SCRIPTING AND PROGRAMMING LABORATORY FOR DATA ANALYSIS

Degree course: 
Corso di Second cycle degree in PHYSICS
Academic year when starting the degree: 
2023/2024
Year: 
1
Academic year in which the course will be held: 
2023/2024
Course type: 
Compulsory subjects, characteristic of the class
Credits: 
6
Period: 
Second semester
Standard lectures hours: 
66
Detail of lecture’s hours: 
Lesson (66 hours)
Requirements: 

The following prerequisites are assumed:
- Knowledge and use of a programming language at an intermediate level for general programming
- Ability to perform basic data analysis and visualization in any programming language
- Basic usage of a command line interface

If any of the prerequisite is missing, contact the teacher in advance to discuss a workaround.

Final Examination: 
Orale

The exam mark will be based on the successful completion of homeworks assigned during the course, and on an oral exam. Specifically:
- Quick, mandatory homeworks will be assigned during the semester. Successful completion is mandatory to access the exam
- At the end of the course, the students will choose a data analysis project to develop individually or in small groups. They will prepare a short report and a presentation (15-30 min max, based on slides, a Jupyter notebook or other means) which will be discussed with the teacher

Assessment: 
Voto Finale

The course aims to provide the students with advanced skills for the analysis of physical data using the Python programming language.
In the first part of the course, the students will learn to use the Python programming language for general programming purposes, as well as to use some of the most ubiquitous Python libraries to efficiently treat multidimensional numerical data, perform basic scientific data processing, visualize data, treat tabular data. In the second part of the course, the students will learn how to apply advanced techniques of data analysis both by developing example codes in pure Python and by using well-established libraries to efficiently run data analysis.

After the course, the students will be able to:
- Know the basics of the Python programming language and apply it to write scripts for a variety of data analysis tasks
- Install and manage a Python distribution on a computer, including installation of Python libraries
- Perform data manipulation operations, including import/export from data files, obtain data from online sources, preprocess data
- Create presentation-quality graphical visualizations of data
- Use Jupyter notebooks for interactive and descriptive data analysis
- Use Python libraries for efficient and advanced data treatment and analysis
- Implement procedures for reproducible analysis, including file versioning, unit testing and using Python virtual environments

The advanced topics covered in the second part of the course will be partly selected based on the interests of the students. Depending on which topics will be covered, the students will be able to:
- Control instrumentation and automatize data acquisition
- Realize web-based graphical user interfaces (GUIs)
- Develop Python code collaboratively through online services
- Realize advanced and interactive data visualizations
- Use advanced features of the Python language such as decorators, iterators, generators, module creations
- Use machine learning/artificial intelligence for data analysis
- Perform digital signal processing

Throughout the course, the following topics will be covered:
- Python introduction, programming language properties, declaring variables, control flow, basic data types (int, float, complex, bool, string) and data types conversions, operators, some built-in functions
- Structured data types (lists, tuples, dictionaries, sets) and their methods, shallow and deep copy, defining functions (including lambda), variables scoping, a basic introduction on modules and introspection
- Files and directories handling
- The Numpy module: ndarrays, random numbers, input/output
- The matplotlib module for data plotting
- The scipy module: integration, optimisation, fast Fourier transform, linear algebra
- The pandas module: tabular data management
- Use of Jupyter notebooks
- Management of a Python virtual environment for reproducible results

Additional topics could be covered depending on the needs and interests of the students.
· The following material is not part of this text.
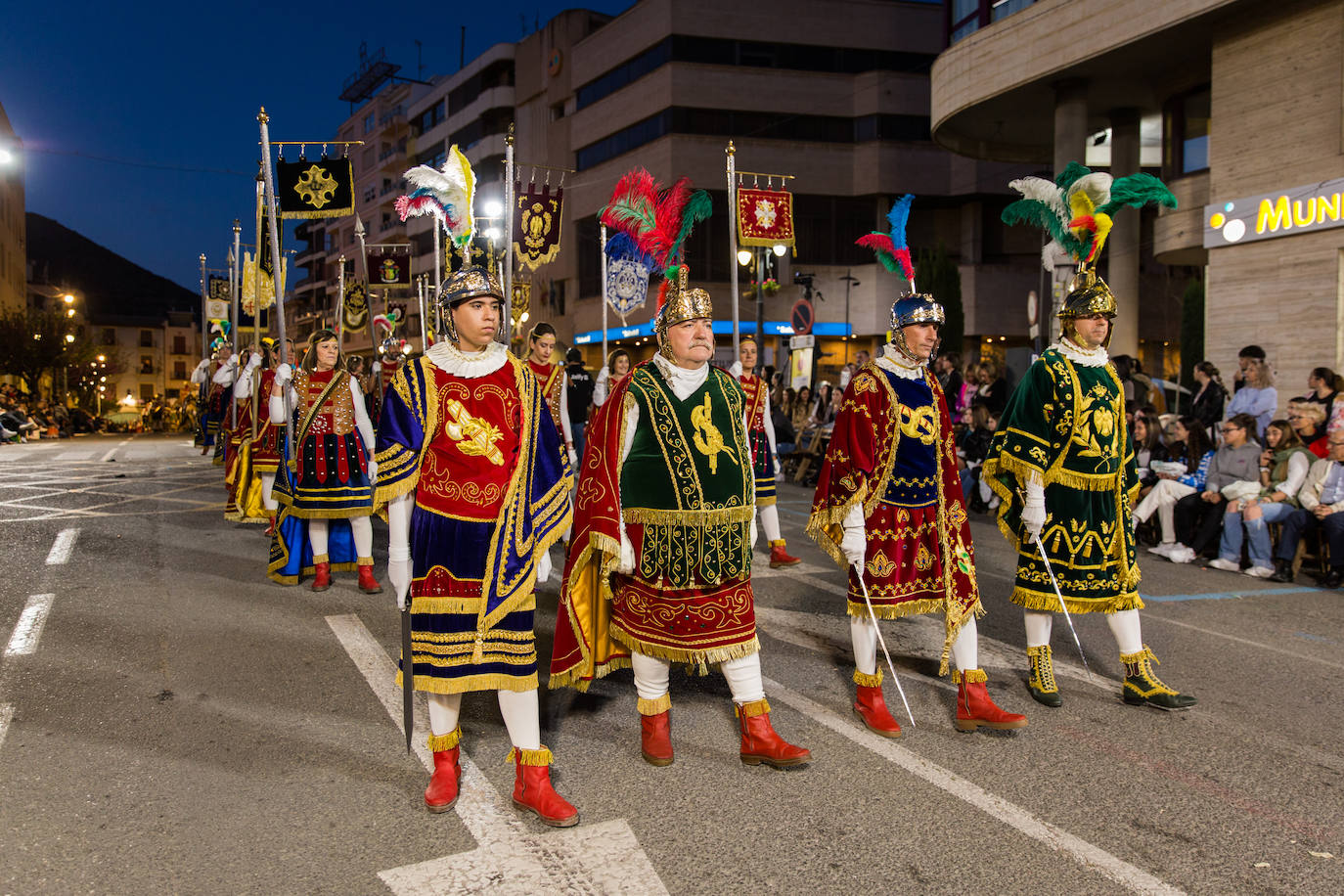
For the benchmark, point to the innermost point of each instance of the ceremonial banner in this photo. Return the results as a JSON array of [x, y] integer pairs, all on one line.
[[626, 284], [536, 225], [355, 308], [322, 188], [765, 216], [387, 269], [219, 288]]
Throughout the course, the following topics will be covered:
- Python introduction, programming language properties, declaring variables, control flow, basic data types (int, float, complex, bool, string) and data types conversions, operators, some built-in functions
- Structured data types (lists, tuples, dictionaries, sets) and their methods, shallow and deep copy, defining functions (including lambda), variables scoping, a basic introduction on modules and introspection
- Files and directories handling
- The Numpy module: ndarrays, random numbers, input/output
- The matplotlib module for data plotting
- The scipy module: integration, optimisation, fast Fourier transform, linear algebra
- The pandas module: tabular data management
- Use of Jupyter notebooks
- Management of a Python virtual environment for reproducible results

Additional topics could be covered depending on the needs and interests of the students.
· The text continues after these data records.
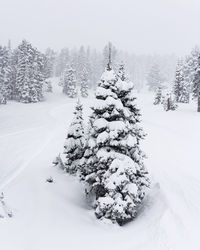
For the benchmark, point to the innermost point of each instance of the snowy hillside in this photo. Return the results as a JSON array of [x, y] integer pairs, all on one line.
[[56, 215]]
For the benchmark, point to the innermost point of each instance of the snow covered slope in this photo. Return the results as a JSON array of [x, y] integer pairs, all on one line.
[[55, 216]]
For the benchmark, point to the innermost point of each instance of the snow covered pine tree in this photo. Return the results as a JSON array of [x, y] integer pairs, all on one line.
[[69, 82], [29, 74], [5, 76], [169, 102], [113, 169], [196, 85], [84, 83], [154, 78], [181, 87], [158, 97], [75, 142]]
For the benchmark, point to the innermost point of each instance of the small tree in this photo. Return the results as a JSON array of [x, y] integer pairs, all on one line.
[[69, 82], [84, 83], [196, 85], [158, 96], [169, 103], [75, 141], [181, 87], [154, 78]]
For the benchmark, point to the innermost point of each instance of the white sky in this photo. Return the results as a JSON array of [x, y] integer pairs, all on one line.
[[140, 26]]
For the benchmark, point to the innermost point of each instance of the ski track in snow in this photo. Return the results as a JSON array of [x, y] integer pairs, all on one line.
[[56, 214]]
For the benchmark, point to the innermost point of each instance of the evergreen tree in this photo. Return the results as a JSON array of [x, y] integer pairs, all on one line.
[[5, 74], [49, 62], [114, 168], [158, 97], [61, 61], [169, 102], [75, 141], [29, 74], [69, 82], [84, 83], [154, 78], [181, 88], [196, 85]]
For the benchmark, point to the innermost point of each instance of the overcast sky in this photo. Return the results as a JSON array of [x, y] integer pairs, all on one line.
[[140, 26]]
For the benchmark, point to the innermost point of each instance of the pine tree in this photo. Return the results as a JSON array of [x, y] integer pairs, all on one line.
[[49, 62], [69, 82], [84, 83], [5, 74], [181, 88], [114, 168], [29, 74], [158, 96], [154, 78], [169, 102], [196, 85], [75, 141]]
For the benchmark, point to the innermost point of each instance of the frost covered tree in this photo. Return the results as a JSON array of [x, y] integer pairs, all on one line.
[[169, 102], [154, 78], [29, 74], [75, 142], [121, 72], [84, 83], [196, 85], [181, 87], [69, 82], [49, 62], [158, 96], [113, 166], [5, 75]]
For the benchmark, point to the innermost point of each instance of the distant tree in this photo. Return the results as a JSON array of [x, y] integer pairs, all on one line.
[[69, 82], [181, 87], [196, 85], [29, 74], [49, 63], [169, 102], [5, 74], [158, 96], [62, 59], [154, 78], [84, 83], [106, 54]]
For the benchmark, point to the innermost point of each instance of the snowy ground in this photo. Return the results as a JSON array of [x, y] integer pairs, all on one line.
[[56, 217]]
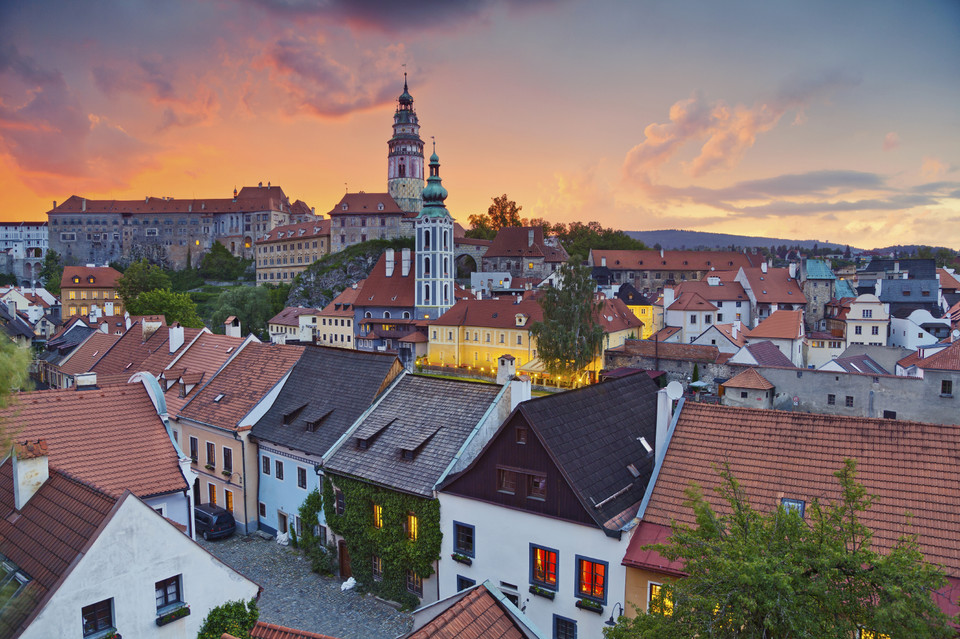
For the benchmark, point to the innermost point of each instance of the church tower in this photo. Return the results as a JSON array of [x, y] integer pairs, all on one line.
[[405, 157], [434, 254]]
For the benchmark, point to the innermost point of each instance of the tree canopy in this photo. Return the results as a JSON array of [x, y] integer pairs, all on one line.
[[783, 575], [175, 307], [570, 337]]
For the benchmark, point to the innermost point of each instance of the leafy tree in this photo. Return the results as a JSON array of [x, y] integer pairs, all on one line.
[[219, 264], [175, 307], [251, 304], [234, 617], [570, 337], [503, 212], [52, 271], [778, 575], [140, 277]]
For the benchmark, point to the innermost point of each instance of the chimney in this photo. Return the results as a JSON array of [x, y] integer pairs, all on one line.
[[389, 262], [664, 417], [30, 470], [231, 326], [175, 337]]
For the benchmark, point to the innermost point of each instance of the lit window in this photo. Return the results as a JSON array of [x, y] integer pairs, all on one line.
[[543, 567], [592, 579]]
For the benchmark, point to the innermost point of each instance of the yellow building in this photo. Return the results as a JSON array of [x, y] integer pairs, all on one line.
[[475, 333], [84, 286]]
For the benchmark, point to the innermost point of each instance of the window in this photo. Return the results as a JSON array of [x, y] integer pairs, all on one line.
[[301, 477], [463, 539], [564, 628], [543, 567], [414, 583], [168, 592], [506, 481], [658, 601], [592, 579], [536, 487], [97, 617]]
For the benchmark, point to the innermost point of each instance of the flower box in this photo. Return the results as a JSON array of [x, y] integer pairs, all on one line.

The course will privilege a hands-on experience, paired with different learning techniques:
- Use of Jupyter notebooks, either locally or online, to take notes and test new concepts
- Individual in-classroom exercises followed by group discussion
- Group in-classroom exercises followed by group discussion
- Homeworks ranging from simple, quick exercises aimed at consolidating the concepts presented during lectures, to small projects aimed at developing programming and data analysis ability

All the material used during the lectures (presentations, scripts, etc.) will be made available to the students trough the e-learning platform.